How to prepare yourself for HR analytics

You are here:
How to prepare yourself for HR analytics

Over the past years I have written some articles that have been generating a fair amount of interest. (And I’m honored by that).

Some of that interest has resulted in requests for informal mentoring as well along with questions of ‘how do I get started’ in the field of People/HR Analytics? And how do I prepare myself? This article answers all of your questions.

Of course no journey into HR analytics is the same. However, I think there are several things that help in preparing oneself for this field. They are listed in summary below, and are expanded on in the rest of this blog article.

  1. Start with a good foundational definition.
  2. Become familiar with the basic building blocks of People/HR Analytics.
  3. Read, network, and get hands on practice.

Start with A Good ‘Foundational’ Definition

This is important for at least one primary reason.

Depending on how you define People/HR Analytics will determine what you pay attention to in your learning and what you concentrate on. If you look askance at any Google search on People Analytics or HR Analytics you will find an incredible number of links on this subject including many books on this – probably too many in a lifetime ;-).

Many will cover HR metrics and scorecards. These ARE important. To me personally, a lot of where we are today in People/HR analytics comes from those historical roots and are still part of the picture. If ‘you’ see People/HR analytics as ‘just that’ then that’s what your concentration for preparation will be based on, and you might be tempted to leave it at that.

Related (free) resource ahead! Continue reading below ↓

51 HR Metrics cheat sheet

Data-driven HR starts by implementing relevant HR metrics. Download the FREE cheat sheet with 51 HR Metrics

The problem with metrics and scorecards is that, in and of themselves, they don’t necessarily guarantee any action or decision making (if warranted). They can be fundamental building blocks in People/HR analytics, but by themselves are an incomplete picture.

A more complete picture in found at what seems to be at the heart of any ‘analytics’ endeavor-regardless of context- being ‘data driven’. And being ‘data driven’ for a purpose- that of decision making and taking action where warranted. This is very much consistent with Dr. John Sullivan’s comments on People Analytics.

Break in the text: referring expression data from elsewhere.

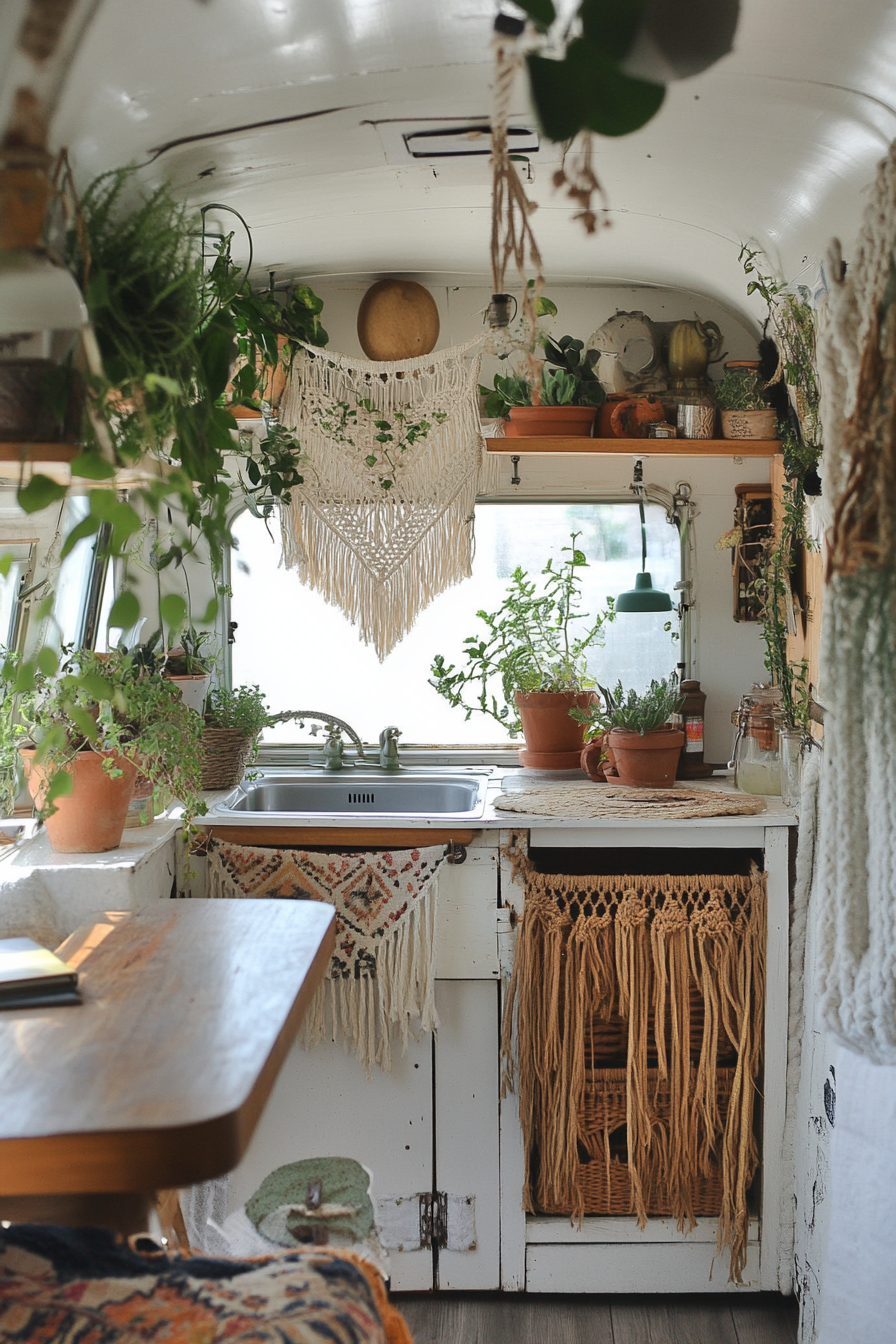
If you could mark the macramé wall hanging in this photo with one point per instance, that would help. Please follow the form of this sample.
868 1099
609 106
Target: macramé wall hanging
857 813
392 463
637 1007
382 973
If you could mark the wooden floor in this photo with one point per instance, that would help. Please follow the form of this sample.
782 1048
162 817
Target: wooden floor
519 1319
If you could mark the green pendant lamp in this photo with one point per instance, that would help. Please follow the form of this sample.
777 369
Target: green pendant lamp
644 596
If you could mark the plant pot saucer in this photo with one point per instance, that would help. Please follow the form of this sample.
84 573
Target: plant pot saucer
550 760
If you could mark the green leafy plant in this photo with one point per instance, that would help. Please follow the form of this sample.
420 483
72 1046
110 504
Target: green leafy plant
16 715
243 708
740 390
112 703
194 656
629 710
538 640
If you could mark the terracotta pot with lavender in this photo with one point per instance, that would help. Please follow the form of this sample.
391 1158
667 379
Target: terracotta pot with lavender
633 729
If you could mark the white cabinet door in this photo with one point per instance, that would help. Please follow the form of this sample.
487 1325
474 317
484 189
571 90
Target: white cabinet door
324 1106
466 1133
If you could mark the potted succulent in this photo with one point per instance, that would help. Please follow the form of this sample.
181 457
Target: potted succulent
634 729
536 644
191 664
234 721
96 723
740 395
566 402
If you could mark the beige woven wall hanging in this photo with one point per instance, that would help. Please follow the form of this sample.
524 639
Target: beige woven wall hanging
394 461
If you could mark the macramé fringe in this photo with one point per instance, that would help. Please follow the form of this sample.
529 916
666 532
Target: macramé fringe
637 946
363 1010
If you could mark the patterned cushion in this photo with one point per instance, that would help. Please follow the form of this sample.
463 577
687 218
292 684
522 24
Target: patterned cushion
63 1285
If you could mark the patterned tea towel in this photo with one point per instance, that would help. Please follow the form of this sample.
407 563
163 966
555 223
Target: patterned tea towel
383 968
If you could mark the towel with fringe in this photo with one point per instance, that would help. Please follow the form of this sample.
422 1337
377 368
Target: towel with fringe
392 461
383 969
675 968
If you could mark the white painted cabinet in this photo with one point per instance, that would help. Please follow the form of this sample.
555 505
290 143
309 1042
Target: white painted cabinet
610 1254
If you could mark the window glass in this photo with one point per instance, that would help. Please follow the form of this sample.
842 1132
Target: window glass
20 569
306 656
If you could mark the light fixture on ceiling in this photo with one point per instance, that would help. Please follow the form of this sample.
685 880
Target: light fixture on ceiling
642 597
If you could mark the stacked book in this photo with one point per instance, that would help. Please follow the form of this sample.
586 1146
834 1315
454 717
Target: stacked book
34 977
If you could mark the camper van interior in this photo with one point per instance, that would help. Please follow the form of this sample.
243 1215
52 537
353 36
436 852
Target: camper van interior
448 671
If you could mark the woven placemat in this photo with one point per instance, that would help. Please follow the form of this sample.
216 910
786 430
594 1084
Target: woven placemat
576 801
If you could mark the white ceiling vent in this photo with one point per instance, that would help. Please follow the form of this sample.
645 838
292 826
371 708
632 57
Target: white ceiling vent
439 140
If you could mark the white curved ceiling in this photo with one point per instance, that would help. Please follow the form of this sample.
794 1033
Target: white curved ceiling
272 108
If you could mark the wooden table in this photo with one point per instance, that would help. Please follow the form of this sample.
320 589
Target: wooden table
159 1078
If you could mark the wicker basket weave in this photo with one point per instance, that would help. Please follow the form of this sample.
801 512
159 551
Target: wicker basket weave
225 754
603 1173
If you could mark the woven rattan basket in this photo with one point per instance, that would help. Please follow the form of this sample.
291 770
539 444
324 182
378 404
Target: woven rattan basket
225 754
603 1173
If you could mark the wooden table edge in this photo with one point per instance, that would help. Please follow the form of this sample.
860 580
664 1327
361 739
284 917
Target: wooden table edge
203 1149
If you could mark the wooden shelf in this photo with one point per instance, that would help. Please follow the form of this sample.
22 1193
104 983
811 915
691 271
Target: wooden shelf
630 446
39 452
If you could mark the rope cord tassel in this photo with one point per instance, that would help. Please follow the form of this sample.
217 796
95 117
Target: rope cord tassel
636 1004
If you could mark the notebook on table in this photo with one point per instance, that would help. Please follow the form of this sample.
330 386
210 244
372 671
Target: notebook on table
34 977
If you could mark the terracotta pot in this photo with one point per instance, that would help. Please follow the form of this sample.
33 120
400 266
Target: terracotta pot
552 739
630 415
593 760
649 760
748 424
551 422
92 817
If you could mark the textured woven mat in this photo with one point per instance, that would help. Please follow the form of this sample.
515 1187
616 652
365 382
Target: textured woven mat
576 801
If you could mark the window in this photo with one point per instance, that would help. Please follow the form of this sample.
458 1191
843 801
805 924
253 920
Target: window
11 589
306 656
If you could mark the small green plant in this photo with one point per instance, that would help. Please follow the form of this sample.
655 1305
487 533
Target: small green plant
532 643
632 711
242 708
567 379
740 390
113 703
195 653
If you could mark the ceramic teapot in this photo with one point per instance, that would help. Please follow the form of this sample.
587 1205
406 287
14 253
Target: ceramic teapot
693 347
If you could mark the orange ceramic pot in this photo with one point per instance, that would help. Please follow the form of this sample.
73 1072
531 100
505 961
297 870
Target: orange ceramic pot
646 761
628 417
552 739
550 422
92 817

The general theme seems to be ‘HR ‘data driven’ decision making and management’.

Wanting answers to the business questions and their HR implications, or HR issues affecting the business bottom line and basing these on what our data is telling us -so that our decision and actions are as informed as possible, is at the heart of what People/HR Analytics is about and provides a ‘more complete’ picture/definition.

If you accept that definition, your concentration on your preparation will take you into HR metrics and scorecards – yes – but it will require you to prepare yourself in many other areas as well.

So having good foundational definitions is important because it will affect your subsequent preparation choices. It’s your choice. Currently, my opinion as a result is, that ‘data driven’ HR decision making serves as a great foundational base. It recognizes the historical roots of HR analytics, but also demands more of us going forward.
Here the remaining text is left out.